Comments (14)
This means the date string you're supplying in the source document ES is not auto-recognized. Please see http://www.elasticsearch.org/guide/reference/mapping/date-format.html and supply the correct format string in the mapping for your date field.
FYI, issues are not meant to be opened for general ES usage questions. Please post to the mailing list if you're still having trouble.
from elasticsearch-mapper-attachments.
So people who work on the elasticsearch-mapper-attachment plugin expect me to take an email pulled directly out of Outlook and CHANGE the dates inside of it? I assure you I didn't send any malformed dates into ElasticSearch. This was an email that Outlook created that I stored as an attachment.
from elasticsearch-mapper-attachments.
Gosh, I totally overlooked that this was for the mapper plugin and not core ES. These github notifications come from all over the place!
This is either an issue with Tika or our integration with it. I'll reopen so we can take a look.
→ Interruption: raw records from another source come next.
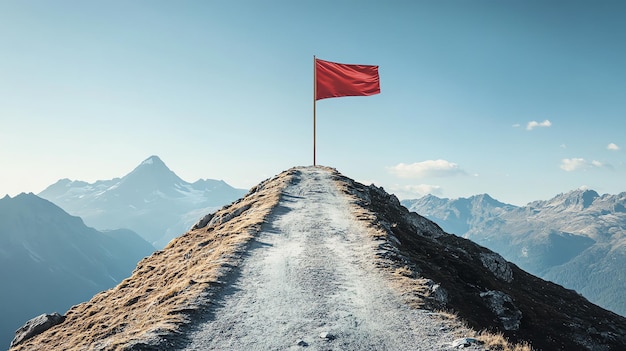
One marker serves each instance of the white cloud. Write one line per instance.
(429, 168)
(416, 191)
(612, 146)
(533, 124)
(575, 164)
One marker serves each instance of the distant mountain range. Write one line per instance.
(50, 260)
(576, 239)
(151, 200)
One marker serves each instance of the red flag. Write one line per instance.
(338, 79)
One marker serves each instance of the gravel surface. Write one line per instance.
(309, 282)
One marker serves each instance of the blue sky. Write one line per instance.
(518, 99)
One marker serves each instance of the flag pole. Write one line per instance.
(314, 99)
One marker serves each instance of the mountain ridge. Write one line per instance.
(50, 260)
(150, 200)
(175, 288)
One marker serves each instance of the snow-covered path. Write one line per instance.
(309, 272)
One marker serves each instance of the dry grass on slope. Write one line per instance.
(417, 291)
(149, 308)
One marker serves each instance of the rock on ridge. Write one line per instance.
(36, 326)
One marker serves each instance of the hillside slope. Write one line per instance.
(353, 255)
(576, 239)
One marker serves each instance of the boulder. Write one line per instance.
(36, 326)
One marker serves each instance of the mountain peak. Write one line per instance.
(153, 160)
(153, 168)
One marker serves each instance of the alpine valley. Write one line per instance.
(576, 239)
(50, 260)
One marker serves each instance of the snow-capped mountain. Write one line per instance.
(312, 260)
(50, 260)
(576, 239)
(150, 200)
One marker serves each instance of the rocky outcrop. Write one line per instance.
(482, 287)
(36, 326)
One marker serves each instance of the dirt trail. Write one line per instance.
(309, 272)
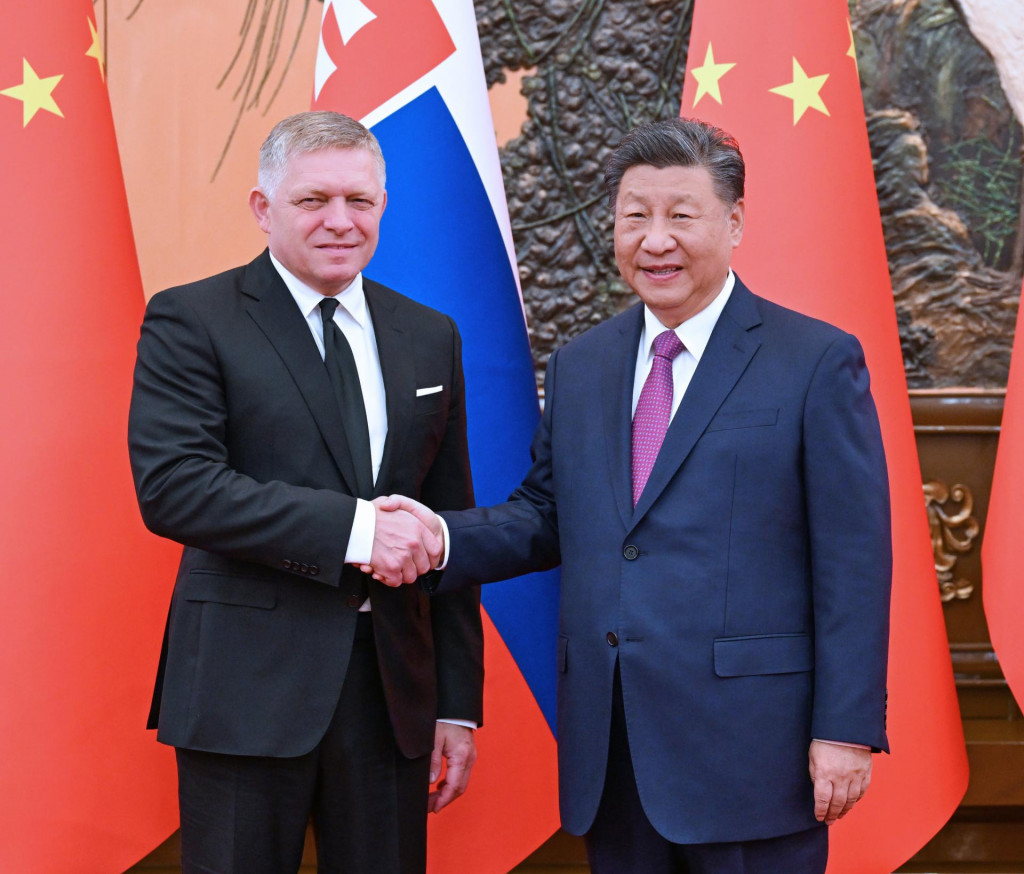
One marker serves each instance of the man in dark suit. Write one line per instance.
(271, 403)
(709, 471)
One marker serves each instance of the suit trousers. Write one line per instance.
(622, 839)
(248, 815)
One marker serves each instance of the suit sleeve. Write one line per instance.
(847, 492)
(519, 536)
(455, 617)
(186, 486)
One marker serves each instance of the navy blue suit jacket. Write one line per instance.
(747, 595)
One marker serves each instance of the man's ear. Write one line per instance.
(260, 206)
(736, 217)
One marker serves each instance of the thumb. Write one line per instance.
(388, 503)
(422, 513)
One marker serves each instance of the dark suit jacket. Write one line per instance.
(745, 597)
(239, 452)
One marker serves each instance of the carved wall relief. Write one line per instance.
(953, 531)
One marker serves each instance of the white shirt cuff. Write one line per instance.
(844, 743)
(448, 547)
(360, 539)
(466, 724)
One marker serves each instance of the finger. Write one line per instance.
(855, 794)
(822, 797)
(838, 802)
(435, 762)
(422, 513)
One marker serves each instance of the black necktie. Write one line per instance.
(345, 380)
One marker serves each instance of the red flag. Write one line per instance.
(1003, 579)
(781, 77)
(85, 787)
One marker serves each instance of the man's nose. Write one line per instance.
(658, 237)
(337, 216)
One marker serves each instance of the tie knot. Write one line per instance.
(667, 345)
(329, 305)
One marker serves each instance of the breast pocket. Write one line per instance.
(744, 419)
(432, 402)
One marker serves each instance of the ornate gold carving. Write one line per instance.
(952, 534)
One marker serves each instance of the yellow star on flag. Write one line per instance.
(35, 93)
(803, 91)
(708, 77)
(96, 50)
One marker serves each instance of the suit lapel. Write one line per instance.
(272, 308)
(398, 370)
(729, 351)
(619, 367)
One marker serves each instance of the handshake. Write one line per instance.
(409, 540)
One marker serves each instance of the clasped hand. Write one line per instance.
(408, 540)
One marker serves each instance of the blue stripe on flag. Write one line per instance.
(441, 245)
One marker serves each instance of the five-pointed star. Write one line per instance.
(96, 50)
(708, 77)
(803, 91)
(35, 93)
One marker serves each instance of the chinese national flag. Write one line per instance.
(781, 77)
(84, 586)
(1003, 588)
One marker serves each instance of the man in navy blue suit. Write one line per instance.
(710, 474)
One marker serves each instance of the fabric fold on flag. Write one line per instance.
(85, 787)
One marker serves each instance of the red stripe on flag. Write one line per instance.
(488, 830)
(403, 42)
(85, 586)
(813, 242)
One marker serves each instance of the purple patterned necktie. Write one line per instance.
(650, 422)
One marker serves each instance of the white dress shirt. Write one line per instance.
(352, 316)
(693, 334)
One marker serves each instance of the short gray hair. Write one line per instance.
(311, 132)
(679, 142)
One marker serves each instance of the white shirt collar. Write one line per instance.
(352, 299)
(695, 332)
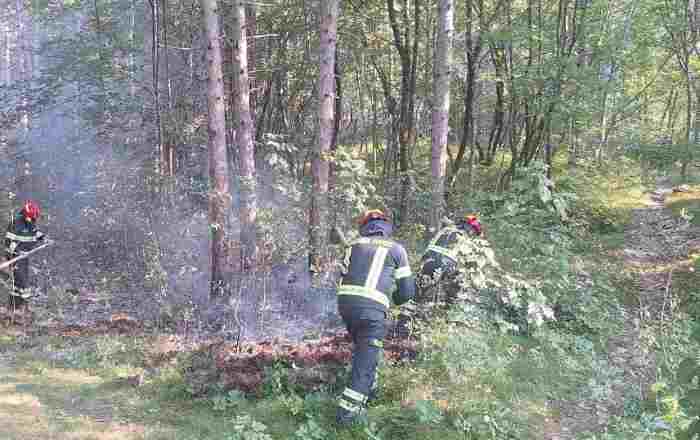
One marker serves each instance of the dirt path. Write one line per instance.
(56, 404)
(654, 241)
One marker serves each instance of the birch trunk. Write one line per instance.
(219, 196)
(319, 223)
(243, 126)
(441, 109)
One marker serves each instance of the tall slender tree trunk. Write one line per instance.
(251, 20)
(441, 107)
(319, 216)
(406, 129)
(472, 52)
(219, 196)
(243, 127)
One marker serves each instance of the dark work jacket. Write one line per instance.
(372, 264)
(21, 234)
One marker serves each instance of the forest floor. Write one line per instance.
(657, 245)
(115, 379)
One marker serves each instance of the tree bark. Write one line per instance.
(441, 107)
(406, 130)
(244, 138)
(472, 52)
(319, 220)
(219, 196)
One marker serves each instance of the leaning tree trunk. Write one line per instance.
(219, 196)
(319, 218)
(244, 138)
(441, 108)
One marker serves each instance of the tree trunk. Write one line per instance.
(406, 130)
(441, 107)
(219, 196)
(472, 52)
(243, 127)
(319, 220)
(251, 28)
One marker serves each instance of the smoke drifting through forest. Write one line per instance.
(128, 238)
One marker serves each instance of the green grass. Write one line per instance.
(686, 202)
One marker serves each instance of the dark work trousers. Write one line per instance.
(367, 326)
(429, 281)
(20, 274)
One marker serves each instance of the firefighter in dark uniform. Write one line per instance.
(22, 236)
(439, 264)
(372, 264)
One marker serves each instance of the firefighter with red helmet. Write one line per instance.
(372, 264)
(439, 263)
(22, 235)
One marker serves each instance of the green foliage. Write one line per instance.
(688, 375)
(247, 428)
(232, 400)
(311, 429)
(605, 196)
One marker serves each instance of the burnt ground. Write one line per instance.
(656, 244)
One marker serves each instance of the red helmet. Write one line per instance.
(473, 222)
(372, 214)
(30, 210)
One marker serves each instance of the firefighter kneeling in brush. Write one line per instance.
(372, 263)
(440, 262)
(22, 236)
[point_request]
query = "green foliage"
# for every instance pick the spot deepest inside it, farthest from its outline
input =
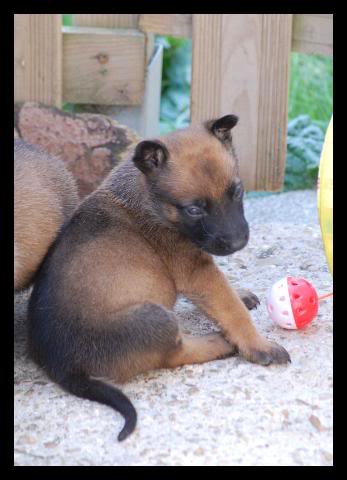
(310, 110)
(304, 145)
(311, 88)
(175, 93)
(310, 106)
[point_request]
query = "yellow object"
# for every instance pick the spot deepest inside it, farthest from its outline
(325, 194)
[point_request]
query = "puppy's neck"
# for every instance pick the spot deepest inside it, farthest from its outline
(128, 186)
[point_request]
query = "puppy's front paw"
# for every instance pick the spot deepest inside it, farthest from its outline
(266, 353)
(249, 299)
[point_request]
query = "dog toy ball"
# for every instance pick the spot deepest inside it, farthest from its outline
(292, 303)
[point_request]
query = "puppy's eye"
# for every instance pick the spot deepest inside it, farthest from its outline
(194, 211)
(236, 191)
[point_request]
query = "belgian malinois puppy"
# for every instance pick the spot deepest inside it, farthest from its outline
(102, 303)
(45, 196)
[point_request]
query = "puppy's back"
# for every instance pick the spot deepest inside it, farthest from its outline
(45, 195)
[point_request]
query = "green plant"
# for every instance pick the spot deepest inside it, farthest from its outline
(175, 92)
(304, 145)
(311, 88)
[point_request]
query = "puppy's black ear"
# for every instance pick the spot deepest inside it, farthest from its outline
(150, 156)
(221, 128)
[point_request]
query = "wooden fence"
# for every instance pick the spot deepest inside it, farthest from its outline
(240, 64)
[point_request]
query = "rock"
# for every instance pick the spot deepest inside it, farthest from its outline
(26, 439)
(89, 144)
(267, 252)
(316, 423)
(199, 451)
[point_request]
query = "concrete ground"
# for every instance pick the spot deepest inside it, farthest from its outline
(227, 412)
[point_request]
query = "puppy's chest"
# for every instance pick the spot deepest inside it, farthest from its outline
(180, 262)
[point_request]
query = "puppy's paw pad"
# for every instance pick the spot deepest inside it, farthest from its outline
(249, 299)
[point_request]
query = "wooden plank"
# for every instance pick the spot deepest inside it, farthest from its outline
(175, 24)
(38, 58)
(120, 20)
(246, 57)
(103, 66)
(313, 33)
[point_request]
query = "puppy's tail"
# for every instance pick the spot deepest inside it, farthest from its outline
(95, 390)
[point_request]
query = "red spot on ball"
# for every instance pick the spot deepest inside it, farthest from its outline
(304, 301)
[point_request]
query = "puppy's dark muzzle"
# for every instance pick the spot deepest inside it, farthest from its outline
(226, 245)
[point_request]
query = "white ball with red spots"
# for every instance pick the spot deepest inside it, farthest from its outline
(292, 303)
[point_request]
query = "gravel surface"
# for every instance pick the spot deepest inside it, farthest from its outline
(226, 412)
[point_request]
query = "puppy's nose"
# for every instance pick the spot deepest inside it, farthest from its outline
(224, 241)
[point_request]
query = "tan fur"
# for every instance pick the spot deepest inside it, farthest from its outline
(45, 196)
(138, 261)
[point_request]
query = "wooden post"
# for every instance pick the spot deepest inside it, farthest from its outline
(38, 58)
(240, 65)
(119, 20)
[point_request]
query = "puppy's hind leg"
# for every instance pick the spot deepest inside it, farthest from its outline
(152, 340)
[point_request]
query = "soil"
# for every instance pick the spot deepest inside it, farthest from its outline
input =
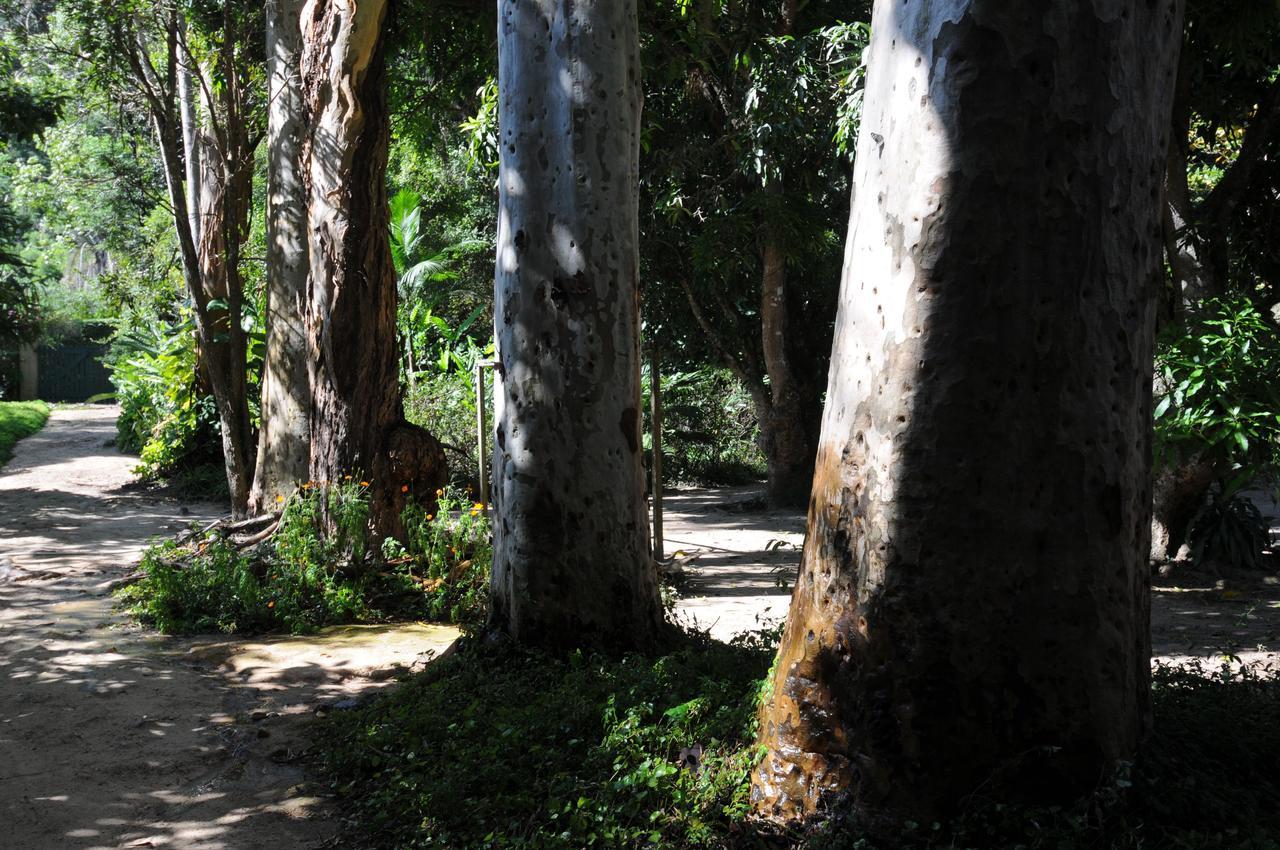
(114, 736)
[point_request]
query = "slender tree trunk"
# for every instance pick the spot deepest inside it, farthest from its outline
(357, 424)
(190, 147)
(571, 556)
(211, 263)
(787, 448)
(284, 439)
(225, 191)
(786, 444)
(972, 609)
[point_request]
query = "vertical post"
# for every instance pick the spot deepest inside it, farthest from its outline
(659, 551)
(481, 433)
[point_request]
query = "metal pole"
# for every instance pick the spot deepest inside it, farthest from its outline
(481, 434)
(659, 549)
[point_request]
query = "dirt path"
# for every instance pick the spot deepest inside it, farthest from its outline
(736, 551)
(115, 737)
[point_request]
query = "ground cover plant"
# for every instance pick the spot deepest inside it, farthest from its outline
(503, 748)
(301, 577)
(19, 420)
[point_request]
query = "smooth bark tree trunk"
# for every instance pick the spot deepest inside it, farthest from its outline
(972, 609)
(571, 557)
(357, 423)
(284, 439)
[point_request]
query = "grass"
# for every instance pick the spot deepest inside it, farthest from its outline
(305, 576)
(19, 420)
(502, 748)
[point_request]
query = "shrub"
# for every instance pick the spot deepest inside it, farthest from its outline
(502, 748)
(304, 579)
(711, 434)
(1217, 392)
(19, 420)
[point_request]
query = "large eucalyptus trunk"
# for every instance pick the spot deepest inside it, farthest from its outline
(972, 609)
(284, 439)
(571, 562)
(357, 423)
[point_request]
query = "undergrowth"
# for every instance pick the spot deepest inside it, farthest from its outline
(304, 577)
(502, 748)
(19, 420)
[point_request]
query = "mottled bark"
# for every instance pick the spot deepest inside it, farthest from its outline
(571, 562)
(972, 609)
(284, 439)
(357, 423)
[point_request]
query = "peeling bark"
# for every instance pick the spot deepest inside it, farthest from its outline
(571, 556)
(972, 609)
(357, 421)
(284, 439)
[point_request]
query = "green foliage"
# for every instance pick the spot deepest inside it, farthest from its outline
(449, 553)
(1217, 392)
(711, 434)
(305, 577)
(19, 420)
(1230, 531)
(499, 748)
(163, 416)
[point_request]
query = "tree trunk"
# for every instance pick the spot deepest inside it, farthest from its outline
(972, 611)
(284, 439)
(571, 557)
(1178, 493)
(190, 149)
(224, 206)
(786, 444)
(357, 423)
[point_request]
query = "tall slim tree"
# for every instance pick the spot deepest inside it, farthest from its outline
(357, 420)
(284, 439)
(147, 50)
(972, 609)
(571, 562)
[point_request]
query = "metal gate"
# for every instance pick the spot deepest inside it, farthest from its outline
(72, 371)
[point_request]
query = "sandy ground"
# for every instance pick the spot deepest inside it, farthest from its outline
(112, 736)
(736, 552)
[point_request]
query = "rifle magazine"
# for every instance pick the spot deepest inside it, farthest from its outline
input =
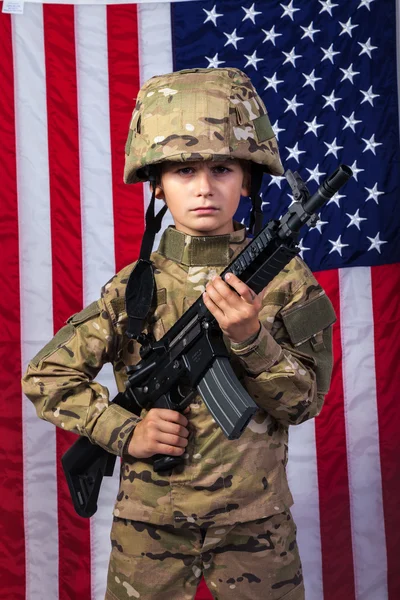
(226, 399)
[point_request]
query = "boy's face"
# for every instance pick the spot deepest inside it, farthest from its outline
(202, 196)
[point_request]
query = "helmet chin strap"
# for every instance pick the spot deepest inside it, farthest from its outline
(141, 283)
(256, 215)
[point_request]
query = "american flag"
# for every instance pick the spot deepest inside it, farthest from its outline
(327, 73)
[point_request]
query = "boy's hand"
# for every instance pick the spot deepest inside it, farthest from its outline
(162, 431)
(237, 314)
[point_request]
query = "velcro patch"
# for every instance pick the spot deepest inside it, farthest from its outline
(90, 311)
(263, 128)
(302, 322)
(58, 340)
(128, 143)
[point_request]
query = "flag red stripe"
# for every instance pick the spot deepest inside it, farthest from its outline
(124, 84)
(12, 545)
(385, 300)
(333, 482)
(66, 239)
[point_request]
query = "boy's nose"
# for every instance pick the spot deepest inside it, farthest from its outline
(204, 187)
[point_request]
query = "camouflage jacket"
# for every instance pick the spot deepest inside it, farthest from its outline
(286, 369)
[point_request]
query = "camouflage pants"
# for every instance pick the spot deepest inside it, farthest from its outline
(255, 560)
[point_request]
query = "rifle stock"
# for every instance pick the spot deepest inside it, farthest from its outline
(193, 352)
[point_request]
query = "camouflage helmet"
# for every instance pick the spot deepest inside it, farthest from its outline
(199, 114)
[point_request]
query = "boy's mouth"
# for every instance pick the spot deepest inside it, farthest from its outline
(204, 209)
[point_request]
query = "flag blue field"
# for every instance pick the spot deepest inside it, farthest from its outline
(327, 74)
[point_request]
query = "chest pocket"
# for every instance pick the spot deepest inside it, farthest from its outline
(128, 352)
(310, 332)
from elasticsearch-mapper-attachments.
Thanks!
from elasticsearch-mapper-attachments.
Same problem to store webpages.
For example, I have this problem when trying to index http://www.unm.edu/
Any workaround to have something working?
from elasticsearch-mapper-attachments.
@scstarkey @tpatris
can you provide us some sample data your are indexing, which fails. I have an assumption, that the Tika is extracting the date from your document, but stores it wrong.
You might be able to change the date formattings inside of the attachment plugin like this (just a wild guess, but worth a try):
{
"person" : {
"properties" : {
"file" : {
"type" : "attachment",
"fields" : {
"date" : {"store" : "yyyy/MM/dd||date_optional_time||date_time"},
}
}
}
}
}
Note: The format above needs to be changed, according to http://www.elasticsearch.org/guide/reference/mapping/date-format/
I hope this helps, but anyway, just post your samples here, in order to be make sure it is not a different bug we are chasing.
from elasticsearch-mapper-attachments.
I can not paste all the content of the HTML that I want to index here but you can get it by using ctrl + u in your browser on the page http://www.unm.edu/.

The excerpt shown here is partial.